FIANNA Fail leader Micheal Martin is still insisting that there will be no "Fianna Fail-free constituencies" after the general election.
In an interview with the Irish Independent, he said his party was seeking to get at least one seat in every constituency and two in others.
"We're not conceding anything, it's a couple of days to go to the election," said Mr Martin.
And he denied that Fianna Fail would suffer the fate of the Irish Parliamentary Party, which was wiped out at the 1918 General Election.
"No, I wouldn't think so. The two situations aren't comparable," he said. "Having travelled the country, there's a strong support structure across the country," he said.
Mr Martin admitted there would be far less "core loyalty" for all political parties in the future, including Fianna Fail.
"People are going to change from election to election in quite substantial numbers. Fine Gael had their nadir in 2002; they went so low, there was only one way to come -- back up. I'm very confident we have the capacity to rebound," he said.
Mr Martin ruled out asking Fianna Fail voters to give their transfers to any named party -- including his former coalition allies, the Green Party.
"We're not picking any particular party but I think they (the Greens) made an important contribution to the policy of the last Government," he said.
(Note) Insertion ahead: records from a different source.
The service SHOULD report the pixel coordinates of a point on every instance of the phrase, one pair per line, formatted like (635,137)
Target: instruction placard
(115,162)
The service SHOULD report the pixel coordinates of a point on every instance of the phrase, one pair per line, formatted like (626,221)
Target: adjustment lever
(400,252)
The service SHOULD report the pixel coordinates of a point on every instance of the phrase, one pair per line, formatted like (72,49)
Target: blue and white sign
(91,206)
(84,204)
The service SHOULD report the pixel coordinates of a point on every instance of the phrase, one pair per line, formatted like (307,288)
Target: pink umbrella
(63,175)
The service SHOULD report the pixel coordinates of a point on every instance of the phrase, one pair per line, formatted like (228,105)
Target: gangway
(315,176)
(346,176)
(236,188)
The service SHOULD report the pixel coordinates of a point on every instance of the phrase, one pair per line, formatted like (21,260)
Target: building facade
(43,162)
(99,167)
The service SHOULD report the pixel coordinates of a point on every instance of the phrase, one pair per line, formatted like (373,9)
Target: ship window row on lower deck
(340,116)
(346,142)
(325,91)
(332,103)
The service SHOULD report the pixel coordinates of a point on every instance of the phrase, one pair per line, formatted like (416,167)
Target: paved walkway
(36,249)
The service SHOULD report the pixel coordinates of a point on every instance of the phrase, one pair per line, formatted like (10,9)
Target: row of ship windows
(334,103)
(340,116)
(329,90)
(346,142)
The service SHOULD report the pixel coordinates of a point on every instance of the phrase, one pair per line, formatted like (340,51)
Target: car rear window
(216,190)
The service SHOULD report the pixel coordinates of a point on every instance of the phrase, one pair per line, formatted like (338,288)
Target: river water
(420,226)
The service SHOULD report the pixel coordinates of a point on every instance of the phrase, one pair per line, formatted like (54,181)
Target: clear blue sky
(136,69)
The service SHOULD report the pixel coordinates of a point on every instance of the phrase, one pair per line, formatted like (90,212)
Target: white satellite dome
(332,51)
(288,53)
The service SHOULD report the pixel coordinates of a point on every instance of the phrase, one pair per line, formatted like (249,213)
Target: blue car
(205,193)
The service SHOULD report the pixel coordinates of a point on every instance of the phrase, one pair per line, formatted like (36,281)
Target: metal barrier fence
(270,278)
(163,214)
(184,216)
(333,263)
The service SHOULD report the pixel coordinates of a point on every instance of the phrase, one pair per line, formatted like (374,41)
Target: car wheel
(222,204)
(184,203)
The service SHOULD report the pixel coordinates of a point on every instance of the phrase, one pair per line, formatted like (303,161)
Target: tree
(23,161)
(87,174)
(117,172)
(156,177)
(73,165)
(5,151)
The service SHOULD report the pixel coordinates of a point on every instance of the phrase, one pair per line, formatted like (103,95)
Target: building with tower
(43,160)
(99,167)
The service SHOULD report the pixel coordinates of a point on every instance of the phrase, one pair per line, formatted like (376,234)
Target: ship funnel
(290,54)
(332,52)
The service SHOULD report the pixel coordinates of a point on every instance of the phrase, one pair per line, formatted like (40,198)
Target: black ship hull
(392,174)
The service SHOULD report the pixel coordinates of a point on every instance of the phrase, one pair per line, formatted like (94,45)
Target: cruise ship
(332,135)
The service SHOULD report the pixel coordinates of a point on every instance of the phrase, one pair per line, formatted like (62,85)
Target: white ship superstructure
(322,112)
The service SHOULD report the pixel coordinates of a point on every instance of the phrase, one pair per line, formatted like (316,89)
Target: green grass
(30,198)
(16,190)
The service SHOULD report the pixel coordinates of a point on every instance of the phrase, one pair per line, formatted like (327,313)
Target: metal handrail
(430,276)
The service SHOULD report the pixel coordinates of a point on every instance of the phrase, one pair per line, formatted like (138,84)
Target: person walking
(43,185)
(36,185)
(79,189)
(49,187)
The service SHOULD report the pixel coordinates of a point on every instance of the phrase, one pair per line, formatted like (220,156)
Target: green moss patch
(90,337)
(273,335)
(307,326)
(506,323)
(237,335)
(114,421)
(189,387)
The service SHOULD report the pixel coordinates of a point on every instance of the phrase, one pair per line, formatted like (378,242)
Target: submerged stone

There had been fears that FF candidates could even be physically attacked during the election campaign due to the level of public anger with the party, but Mr Martin said there had been no such incidents.
"Ordinary people will vent their anger and have done so through the media and the airwaves -- and indeed to politicians to their faces," he said.
"That's probably one of the good sides of our democracy -- that people are close to their politicians."
Mr Martin was asked why he had not followed up on his pledge to ask Taoiseach Brian Cowen to go canvassing with him in his Cork South Central constituency after his leadership challenge had failed. But he said he had no idea of what would happen afterwards -- with Mr Cowen subsequently resigning and his victory in the Fianna Fail leadership contest.
"It didn't materialise because things changed again," he said.
Earlier, at his final election news conference in Fianna Fail's Dublin headquarters, Mr Martin denied he had been aggressive during the RTE 'Prime Time' leaders' debate with Enda Kenny and Eamon Gilmore.
"I think the only issue I was forceful on was the issues. I felt it was important to ask the hard questions of Enda in terms of his plans to cut public expenditure, his health policy and getting 30,000 people out of the public service and not impacting on frontline services," he said.
Mr Martin signalled his intention to rebuild Fianna Fail after the general election by saying he wanted to restore it to its "finest traditions".
He avoided promising to "clean out" some of Fianna Fail's career senators but said the party's representation in the Seanad and the local authorities "had to be addressed".
"We have the opportunity to bring in a lot of young people and women to the fore," he said.